Kick-Ass Audience Responses


Kick-Ass uses many different way to make the audience identify with characters, and despise others, it also convince the audience to take the preferred reading to the text. The audience see Dave as he is a geeky teen who cannot talk to girls or seem to get himself a girlfriend, he is struggling to stand alone and cannot shake the fact that he is a typical high school nerd that has no powers of his own so has to essentially be a fake superhero. The audience are forced to sympathise with Dave and his friend Tod instantly as when they leave the comic book shop they are mugged and the audience are told that this isn’t the first time that it has happened. The audience also feel worse as even Tod’s comic books are stolen from him no questions asked. This encourages the audience to want him to succeed as her hero as the audience feel that the superhero suit will make him somebody when in reality he is nobody.

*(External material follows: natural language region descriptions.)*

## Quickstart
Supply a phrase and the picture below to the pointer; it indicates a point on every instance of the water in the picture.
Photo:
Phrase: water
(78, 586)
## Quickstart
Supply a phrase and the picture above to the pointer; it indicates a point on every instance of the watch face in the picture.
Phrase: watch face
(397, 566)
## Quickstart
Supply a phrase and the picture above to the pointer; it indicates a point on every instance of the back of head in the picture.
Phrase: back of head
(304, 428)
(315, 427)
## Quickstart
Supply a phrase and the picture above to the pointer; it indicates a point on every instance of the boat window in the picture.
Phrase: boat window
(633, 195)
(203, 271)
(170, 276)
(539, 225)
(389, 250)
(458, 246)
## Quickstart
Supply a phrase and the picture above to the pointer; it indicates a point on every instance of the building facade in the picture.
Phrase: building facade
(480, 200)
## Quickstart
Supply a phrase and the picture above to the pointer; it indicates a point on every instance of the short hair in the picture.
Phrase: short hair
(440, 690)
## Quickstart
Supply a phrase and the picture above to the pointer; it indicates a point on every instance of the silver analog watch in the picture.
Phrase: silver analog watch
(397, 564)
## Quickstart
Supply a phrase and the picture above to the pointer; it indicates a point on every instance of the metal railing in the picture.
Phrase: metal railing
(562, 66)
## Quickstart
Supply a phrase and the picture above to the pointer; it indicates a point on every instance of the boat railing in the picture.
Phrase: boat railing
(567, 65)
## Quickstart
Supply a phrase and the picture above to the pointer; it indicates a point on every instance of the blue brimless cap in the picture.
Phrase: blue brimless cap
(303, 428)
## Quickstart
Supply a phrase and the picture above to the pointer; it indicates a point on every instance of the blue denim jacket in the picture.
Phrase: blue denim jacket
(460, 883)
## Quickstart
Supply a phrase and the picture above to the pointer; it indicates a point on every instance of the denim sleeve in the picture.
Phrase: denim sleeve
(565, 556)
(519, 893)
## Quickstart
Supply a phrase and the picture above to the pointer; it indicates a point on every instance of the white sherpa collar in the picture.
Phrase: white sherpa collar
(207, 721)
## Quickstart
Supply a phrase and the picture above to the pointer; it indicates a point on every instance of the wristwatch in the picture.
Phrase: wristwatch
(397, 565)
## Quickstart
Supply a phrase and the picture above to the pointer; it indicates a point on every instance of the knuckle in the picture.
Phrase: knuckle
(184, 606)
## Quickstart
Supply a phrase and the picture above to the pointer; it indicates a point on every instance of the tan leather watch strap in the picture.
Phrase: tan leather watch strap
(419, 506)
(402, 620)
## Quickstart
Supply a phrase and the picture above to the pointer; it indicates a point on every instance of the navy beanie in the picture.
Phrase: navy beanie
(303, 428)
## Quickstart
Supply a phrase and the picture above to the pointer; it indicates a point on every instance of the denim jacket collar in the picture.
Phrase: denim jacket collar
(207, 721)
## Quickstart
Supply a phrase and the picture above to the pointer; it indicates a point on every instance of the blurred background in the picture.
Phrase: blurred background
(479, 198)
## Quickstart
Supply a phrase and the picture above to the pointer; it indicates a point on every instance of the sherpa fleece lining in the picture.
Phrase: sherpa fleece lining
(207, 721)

As an audience we are also manipulated emotionally through the exploitation of Hit Girl, when the film begins we see her as no more than a vulnerable child wearing all pink and her hair in bunches, but as the story moves along we no longer see her as the innocent little girl and are lead to see her as a calculating and cunning little girl with a foul mouth and anger and violence beyond her years. When the audience are introduced to Hit Girl and Big Daddy’s background we are once again emotionally stunned that Hit Girls mother died huring labour as the audience sympathise with the little girl as it is unimaginable how hard it must be for a young girl to grow up without a mother and a father as he was in prison as she was growing up. This is a very relatable things as many people will have lost a love one so therefore audience members are able to feel the emotion they felt in their past so can empathise with the little girl, however to lose a mother at such a young age before you are even able to comprehend the loss is rare which would make the audience even more emotionally connected as a child needs a parent to care for them making the audience want to be that parental figure to Mindy.

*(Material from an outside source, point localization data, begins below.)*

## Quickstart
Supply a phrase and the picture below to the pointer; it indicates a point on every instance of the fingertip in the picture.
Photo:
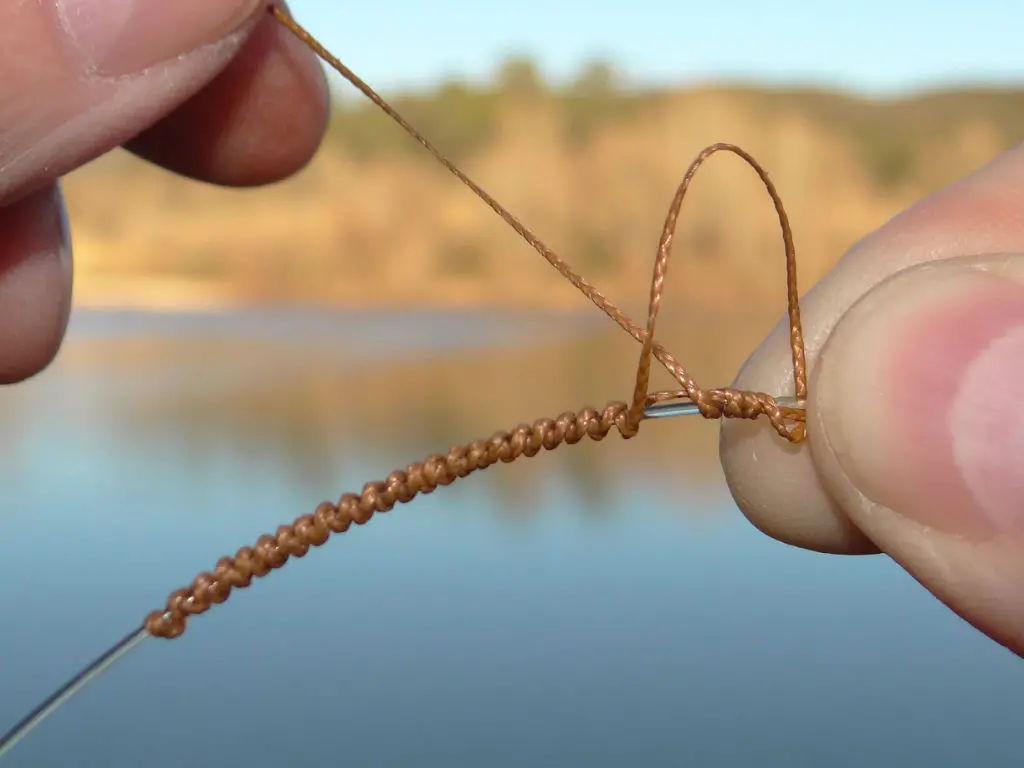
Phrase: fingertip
(774, 482)
(35, 284)
(261, 120)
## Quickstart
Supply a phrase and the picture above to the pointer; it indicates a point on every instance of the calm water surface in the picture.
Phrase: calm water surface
(603, 605)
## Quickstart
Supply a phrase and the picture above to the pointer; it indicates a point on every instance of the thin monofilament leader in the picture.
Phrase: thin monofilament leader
(786, 415)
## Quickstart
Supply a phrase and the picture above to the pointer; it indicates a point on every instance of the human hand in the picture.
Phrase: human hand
(915, 417)
(212, 89)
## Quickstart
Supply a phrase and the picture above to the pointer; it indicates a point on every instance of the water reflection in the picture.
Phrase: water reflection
(602, 605)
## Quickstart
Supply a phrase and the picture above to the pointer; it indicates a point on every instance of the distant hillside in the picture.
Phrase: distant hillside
(374, 220)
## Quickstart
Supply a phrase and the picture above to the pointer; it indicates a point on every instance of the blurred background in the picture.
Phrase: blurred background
(237, 356)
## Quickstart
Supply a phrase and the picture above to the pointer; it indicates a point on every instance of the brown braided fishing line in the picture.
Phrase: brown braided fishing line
(272, 552)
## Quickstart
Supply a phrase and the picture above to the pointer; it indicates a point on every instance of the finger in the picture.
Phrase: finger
(918, 430)
(35, 283)
(82, 77)
(914, 422)
(260, 120)
(777, 485)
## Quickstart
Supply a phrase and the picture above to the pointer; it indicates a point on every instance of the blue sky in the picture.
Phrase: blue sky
(870, 46)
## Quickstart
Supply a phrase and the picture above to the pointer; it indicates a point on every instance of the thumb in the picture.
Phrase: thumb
(81, 77)
(916, 430)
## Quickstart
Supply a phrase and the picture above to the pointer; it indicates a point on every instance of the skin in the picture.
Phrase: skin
(247, 107)
(915, 340)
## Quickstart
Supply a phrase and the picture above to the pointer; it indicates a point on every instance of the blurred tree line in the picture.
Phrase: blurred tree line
(462, 119)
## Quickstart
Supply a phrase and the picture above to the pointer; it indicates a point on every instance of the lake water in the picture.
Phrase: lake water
(602, 605)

The audience’s emotions are also manipulated by Frank as we see him have a fight with Hit Girl, however this isn’t a normal fight, we see Mindy pinned down against a table as she is punched repeatedly in the face and thrown against walls and the floor. This instantly shocks the audience as child abuse is not tolerated nor is it glorified within films so for the audience to experience this breaks all generic conventions of films as well as social norms and makes the audience react in one of two ways; disgusted by his action or incensed to help save the young girl from an abusive man. The audience are encouraged to seek revenge for the young girl and become enraged by the scene unfolding in front of them.

On the other hand not all audience members took the preferred reading some took an oppositional and or negotiated reading to the film, “here the hero leans nothing, except that extreme violence against criminals is cool” – Christopher Tookey Here the preferred reading hasn’t been taken as although they have understood the intensions of the film they felt it did nothing good, this review by Christopher Tookey was one of the most scathing reviews of all time and showed a completely different view on the film saying that Hit Girl was the “most disturbing icons and damaging role-models in the history of cinema”. In addition to this audience members felt that the film was simply a want to be superhero movie that failed and was simply an action movie with a childish feel to it.

Overall Kick-Ass was a successful film and shows that a lot of the audience did take the preferred reading, however in every media text there are audience members who take the negotiated or oppositional reading and dislike the text due to other factors, one of these factors in particular was the exploitation of the character of Hit Girl.